For example, suppose a patient is a diabetic and should get an A1C every year. A terminology service looks for a Logical Observation Identifiers Names and Codes (LOINC) code of A1C, which triggers a rule to search for an A1C appointment on the patient's chart. If such an appointment is not found, the rule suggests and/or makes an A1C appointment for the patient to evaluate that patient's glycated hemoglobin A1C level of average (e.g., 3 month) plasma glucose concentration.
In another example, the system can evaluate EMR ambulatory data and use a rules engine to apply rules and produce a recommendation. The recommendation can be displayed via a graphical user interface (GUI), and a user can then order a hemoglobin A1C for the patient. Once the A1C result comes back and does not satisfy a parameter within a normal range, an additional recommendation can indicate more frequent A1C reviews, increase medication, etc. In certain examples, a payer can have a similar rule to the provider A1C rule recommending an A1C review every three months. The payer rule can come into the repository and trump the provider rule of once a year to set the schedule more frequently and bridge the information loop, for example.
In certain examples, data, rules, and/or processing, etc., can be located on-premises at a healthcare facility. In certain examples, data, rules, and/or processing, etc., can be provided in a cloud-based implementation (e.g., run through a cloud storage factory with recommendations manifesting in cloud orders, etc.). In a cloud-based implementation, an on-premise database is located in a cloud, so customers do not have to migrate data to a different database. Instead, users have a common data factory to leverage that data for batch rules, clinical decision support, etc.
Thus, certain examples facilitate improved care quality through application of rules, monitoring, and improved patient outcomes (e.g., patients are cheaper to care for, less likely to have certain events, etc.).

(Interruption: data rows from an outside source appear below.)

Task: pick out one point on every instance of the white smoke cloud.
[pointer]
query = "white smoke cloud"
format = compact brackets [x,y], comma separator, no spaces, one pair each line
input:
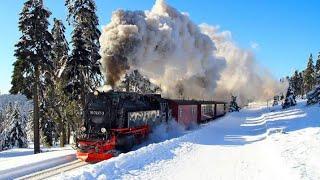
[183,58]
[164,45]
[242,76]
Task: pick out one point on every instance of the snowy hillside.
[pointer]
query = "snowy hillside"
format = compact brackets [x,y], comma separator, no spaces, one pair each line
[253,144]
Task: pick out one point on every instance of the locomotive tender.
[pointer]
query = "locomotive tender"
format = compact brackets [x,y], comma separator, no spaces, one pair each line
[116,121]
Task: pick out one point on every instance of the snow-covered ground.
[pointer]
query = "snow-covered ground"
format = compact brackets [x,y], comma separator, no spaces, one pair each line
[19,162]
[259,143]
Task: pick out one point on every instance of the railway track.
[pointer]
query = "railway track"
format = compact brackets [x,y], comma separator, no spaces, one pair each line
[48,173]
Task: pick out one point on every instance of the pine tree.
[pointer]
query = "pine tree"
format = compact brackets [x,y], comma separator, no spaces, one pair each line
[13,133]
[309,75]
[17,131]
[294,80]
[83,66]
[301,85]
[314,95]
[317,67]
[33,57]
[58,99]
[60,46]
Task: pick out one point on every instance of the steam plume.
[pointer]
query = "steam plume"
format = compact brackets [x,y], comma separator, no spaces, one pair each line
[185,59]
[164,45]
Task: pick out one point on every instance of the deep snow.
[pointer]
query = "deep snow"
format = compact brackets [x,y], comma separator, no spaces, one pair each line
[17,162]
[259,143]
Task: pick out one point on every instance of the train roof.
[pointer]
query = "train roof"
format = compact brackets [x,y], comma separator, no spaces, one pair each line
[194,102]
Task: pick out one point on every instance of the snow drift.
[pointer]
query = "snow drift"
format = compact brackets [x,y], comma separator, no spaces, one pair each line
[186,60]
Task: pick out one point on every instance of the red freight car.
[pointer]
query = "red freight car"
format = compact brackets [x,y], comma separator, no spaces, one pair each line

Certain examples provide actionable insights at a right time and place. Information is provided inside a workflow at a point at which the information is relevant to the workflow. A rule executes and a result appears inside an order screen where a user is placing the order, for example. A recommendation modifies a user's screen in real time to impact his or her workflow in the moment when/where the user is making decisions related to the recommendation.
As will be described further below, certain examples can integrate with and operate in a variety of healthcare environments and impact a variety of healthcare scenarios and data through sensing, decision support, workflow management, and control. The following section provides some context and example environment for the presently disclosed technology described further in the subsequent section below.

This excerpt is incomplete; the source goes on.